New Treatments for Chronic Hepatitis C Infection
The newly approved HCV protease inhibitors boceprevir and telaprevir promise to revolutionize HCV treatment.
Hepatitis C virus (HCV) treatment will change dramatically with the FDA's recent approval of two new oral HCV protease inhibitors, boceprevir and telaprevir. When used in combination with current standard therapy (peginterferon and ribavirin [PR]), these new drugs substantially improve cure rates and often reduce the overall duration of therapy. Although data are still emerging, these new drugs are likely to benefit HIV-coinfected patients as well.
Boceprevir
Boceprevir (Victrelis) was approved by the FDA on May 13, 2011, for the treatment of chronic HCV genotype 1 infection both in patients who are treatment-naive and in those with prior treatment failure.1 The approval was based on two large, manufacturer-sponsored, phase III, randomized, controlled trials.
CLINICAL TRIALS
Treatment-Naive Patients
In the SPRINT-2 trial,2 1097 treatment-naive patients with HCV genotype 1 infection (159 blacks; 938 nonblacks) underwent a 4-week lead-in period of PR and then received one of the following:
•Boceprevir plus PR (B+PR) for 24 weeks, with an additional 20-week course of PR alone if HCV RNA was detected between weeks 8 and 24 (the response-guided therapy [RGT] group)
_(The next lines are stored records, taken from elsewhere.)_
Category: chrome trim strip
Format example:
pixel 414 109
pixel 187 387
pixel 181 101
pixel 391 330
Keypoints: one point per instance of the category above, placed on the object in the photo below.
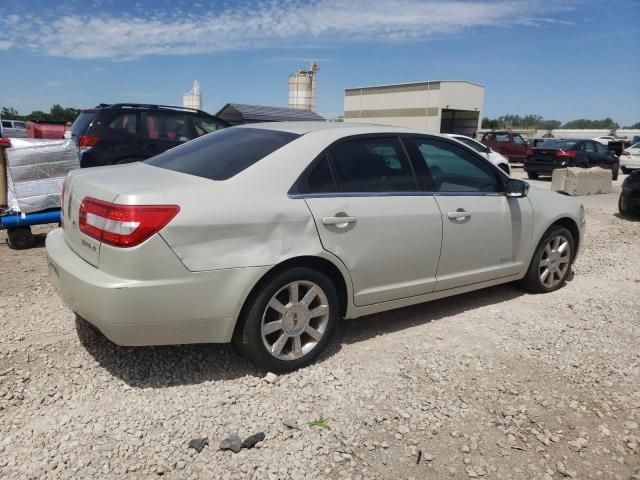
pixel 395 194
•B+PR for 44 weeks (the fixed-duration group)
•PR plus placebo for 44 weeks (the control group)
In all three treatment arms, PR consisted of peginterferon α-2b and ribavirin.
Among nonblacks, sustained virologic response (SVR) rates were significantly higher in the boceprevir groups (67%–68%) than in the control group (40%). Blacks had lower SVR rates in all three groups, but B+PR still outperformed PR in this population; SVR rates were 42% in the RGT group, 53% in the fixed-duration group, and 23% among controls. Overall, 44% of patients in the RGT group had undetectable HCV RNA from week 8 to week 24 and therefore received shorter-duration therapy (28 weeks total).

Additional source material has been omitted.